South African pharmacy chain Dis-Chem’s earnings missed analyst estimates after industrial action affected performance in the final quarter of the year, according to a report published by Reuters.
The drugstore operator was expected to report earnings of 87 cents per share for the year ended February 28 2019 but instead came in at 85.4 cents per share, a rise of 7.4 percent versus FY2018 but impacted to the tune of 4.2cps by the strike.
Around 2,300 employees took part in the strike action from November 16, 2018, the majority of which were from wholesale operations.

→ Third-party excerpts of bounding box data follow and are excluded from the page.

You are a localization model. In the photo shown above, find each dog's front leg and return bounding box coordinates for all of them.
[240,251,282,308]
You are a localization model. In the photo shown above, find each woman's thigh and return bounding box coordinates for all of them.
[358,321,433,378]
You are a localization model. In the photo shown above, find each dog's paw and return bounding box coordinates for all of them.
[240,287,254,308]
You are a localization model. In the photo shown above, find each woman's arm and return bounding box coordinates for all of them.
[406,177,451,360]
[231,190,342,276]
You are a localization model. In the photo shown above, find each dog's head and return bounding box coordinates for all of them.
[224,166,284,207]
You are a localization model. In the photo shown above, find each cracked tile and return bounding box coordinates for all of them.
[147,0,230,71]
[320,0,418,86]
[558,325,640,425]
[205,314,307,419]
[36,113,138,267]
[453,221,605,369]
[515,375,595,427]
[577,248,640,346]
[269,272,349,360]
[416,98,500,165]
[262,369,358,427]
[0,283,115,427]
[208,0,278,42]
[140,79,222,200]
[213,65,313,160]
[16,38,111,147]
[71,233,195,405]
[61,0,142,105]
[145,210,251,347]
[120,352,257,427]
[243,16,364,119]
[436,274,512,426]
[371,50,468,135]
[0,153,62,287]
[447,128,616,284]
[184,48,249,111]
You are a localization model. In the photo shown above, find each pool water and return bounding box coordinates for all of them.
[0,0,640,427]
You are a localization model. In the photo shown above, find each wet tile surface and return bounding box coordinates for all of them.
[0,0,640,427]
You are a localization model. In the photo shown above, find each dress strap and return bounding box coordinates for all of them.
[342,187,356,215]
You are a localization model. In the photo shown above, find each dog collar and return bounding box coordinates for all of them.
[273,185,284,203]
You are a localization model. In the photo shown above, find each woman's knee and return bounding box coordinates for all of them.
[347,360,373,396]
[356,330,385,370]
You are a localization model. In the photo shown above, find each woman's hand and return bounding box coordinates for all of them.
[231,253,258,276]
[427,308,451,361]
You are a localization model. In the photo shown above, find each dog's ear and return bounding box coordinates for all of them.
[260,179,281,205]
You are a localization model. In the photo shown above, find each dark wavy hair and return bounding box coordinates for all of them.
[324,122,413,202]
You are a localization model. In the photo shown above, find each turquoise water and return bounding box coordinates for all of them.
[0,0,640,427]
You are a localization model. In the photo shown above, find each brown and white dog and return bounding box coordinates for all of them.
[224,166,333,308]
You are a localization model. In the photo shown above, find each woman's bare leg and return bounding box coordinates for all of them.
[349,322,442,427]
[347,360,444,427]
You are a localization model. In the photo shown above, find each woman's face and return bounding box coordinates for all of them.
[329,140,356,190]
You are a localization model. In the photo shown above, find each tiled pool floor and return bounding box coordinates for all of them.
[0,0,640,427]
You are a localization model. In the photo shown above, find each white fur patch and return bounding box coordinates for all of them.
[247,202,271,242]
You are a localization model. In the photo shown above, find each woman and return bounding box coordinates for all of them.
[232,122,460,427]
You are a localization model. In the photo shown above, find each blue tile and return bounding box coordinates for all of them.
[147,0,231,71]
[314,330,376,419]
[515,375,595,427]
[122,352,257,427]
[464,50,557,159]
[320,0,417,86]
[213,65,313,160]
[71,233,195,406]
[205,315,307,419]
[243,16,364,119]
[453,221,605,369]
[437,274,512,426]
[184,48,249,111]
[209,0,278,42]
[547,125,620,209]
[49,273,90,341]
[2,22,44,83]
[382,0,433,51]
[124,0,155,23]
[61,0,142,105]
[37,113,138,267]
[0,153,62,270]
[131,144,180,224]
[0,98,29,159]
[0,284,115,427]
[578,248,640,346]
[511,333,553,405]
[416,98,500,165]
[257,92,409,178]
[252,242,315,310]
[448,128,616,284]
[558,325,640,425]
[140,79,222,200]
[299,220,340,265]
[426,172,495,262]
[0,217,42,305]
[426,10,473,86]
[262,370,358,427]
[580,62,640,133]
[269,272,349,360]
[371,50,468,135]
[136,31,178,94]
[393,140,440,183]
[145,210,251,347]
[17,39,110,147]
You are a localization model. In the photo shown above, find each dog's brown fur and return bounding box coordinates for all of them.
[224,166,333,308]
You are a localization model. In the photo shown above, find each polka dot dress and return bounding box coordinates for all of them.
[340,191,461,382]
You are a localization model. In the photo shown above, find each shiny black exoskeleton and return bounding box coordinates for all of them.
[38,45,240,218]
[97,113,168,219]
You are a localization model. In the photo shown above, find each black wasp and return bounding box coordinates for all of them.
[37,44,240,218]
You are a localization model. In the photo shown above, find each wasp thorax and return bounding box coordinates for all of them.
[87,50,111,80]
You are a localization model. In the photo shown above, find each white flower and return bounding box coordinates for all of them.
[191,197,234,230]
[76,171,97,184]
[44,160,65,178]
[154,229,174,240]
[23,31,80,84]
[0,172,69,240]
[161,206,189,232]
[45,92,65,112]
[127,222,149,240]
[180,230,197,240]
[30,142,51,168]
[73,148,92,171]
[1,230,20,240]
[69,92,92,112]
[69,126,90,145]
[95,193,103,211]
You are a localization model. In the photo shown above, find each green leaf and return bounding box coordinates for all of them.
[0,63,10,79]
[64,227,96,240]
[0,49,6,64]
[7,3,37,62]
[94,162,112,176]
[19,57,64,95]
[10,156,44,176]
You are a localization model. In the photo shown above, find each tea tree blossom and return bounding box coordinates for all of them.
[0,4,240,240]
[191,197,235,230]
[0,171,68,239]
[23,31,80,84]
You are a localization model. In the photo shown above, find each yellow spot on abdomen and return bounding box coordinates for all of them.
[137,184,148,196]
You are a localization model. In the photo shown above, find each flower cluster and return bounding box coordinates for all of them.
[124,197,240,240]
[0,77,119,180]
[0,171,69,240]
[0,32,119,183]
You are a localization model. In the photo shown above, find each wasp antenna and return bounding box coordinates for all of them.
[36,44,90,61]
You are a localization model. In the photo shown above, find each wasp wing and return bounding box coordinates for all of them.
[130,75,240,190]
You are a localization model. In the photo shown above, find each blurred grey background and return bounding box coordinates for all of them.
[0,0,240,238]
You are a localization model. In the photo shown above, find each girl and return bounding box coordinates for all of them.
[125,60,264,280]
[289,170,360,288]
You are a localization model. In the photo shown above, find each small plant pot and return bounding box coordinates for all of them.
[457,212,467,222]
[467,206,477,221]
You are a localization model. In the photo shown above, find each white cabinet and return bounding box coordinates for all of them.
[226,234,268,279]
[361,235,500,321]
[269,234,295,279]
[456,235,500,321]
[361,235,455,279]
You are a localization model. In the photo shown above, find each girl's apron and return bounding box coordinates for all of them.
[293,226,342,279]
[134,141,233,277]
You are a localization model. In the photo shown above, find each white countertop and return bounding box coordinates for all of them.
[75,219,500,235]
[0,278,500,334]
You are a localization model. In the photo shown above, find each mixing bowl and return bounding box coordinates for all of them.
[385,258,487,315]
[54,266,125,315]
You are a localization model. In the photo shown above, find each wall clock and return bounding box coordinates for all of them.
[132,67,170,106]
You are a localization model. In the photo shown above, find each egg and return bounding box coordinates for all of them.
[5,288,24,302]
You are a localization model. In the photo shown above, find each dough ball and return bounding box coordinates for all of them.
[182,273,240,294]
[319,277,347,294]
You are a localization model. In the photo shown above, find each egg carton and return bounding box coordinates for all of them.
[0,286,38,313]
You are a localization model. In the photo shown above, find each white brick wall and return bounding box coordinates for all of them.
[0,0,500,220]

“It is pleasing to continue to see market share gains across all of our core categories,” commented Chief Executive, Ivan Saltzman. “With constrained consumers continually searching for value offerings we believe that these market share gains are driven by our everyday low-price strategy coupled with aggressive promotional activity, our trusted in-store service and the availability of choice for our consumers, while we continue to focus on private label and exclusive brands…
“Unfortunately, the industrial action which began mid-November last year heavily impacted the Group’s performance in the current financial period. The demands by the union were unreasonable considering the economic climate and the nature of the industry in which we operate. We are pleased that the industrial action has been concluded and our focus is now on continuing to develop a productive employer/employee relationship, improving wholesale productivity levels and cost efficiency, as well as optimising the levels of stock holding in the Group which the industrial action necessitated.”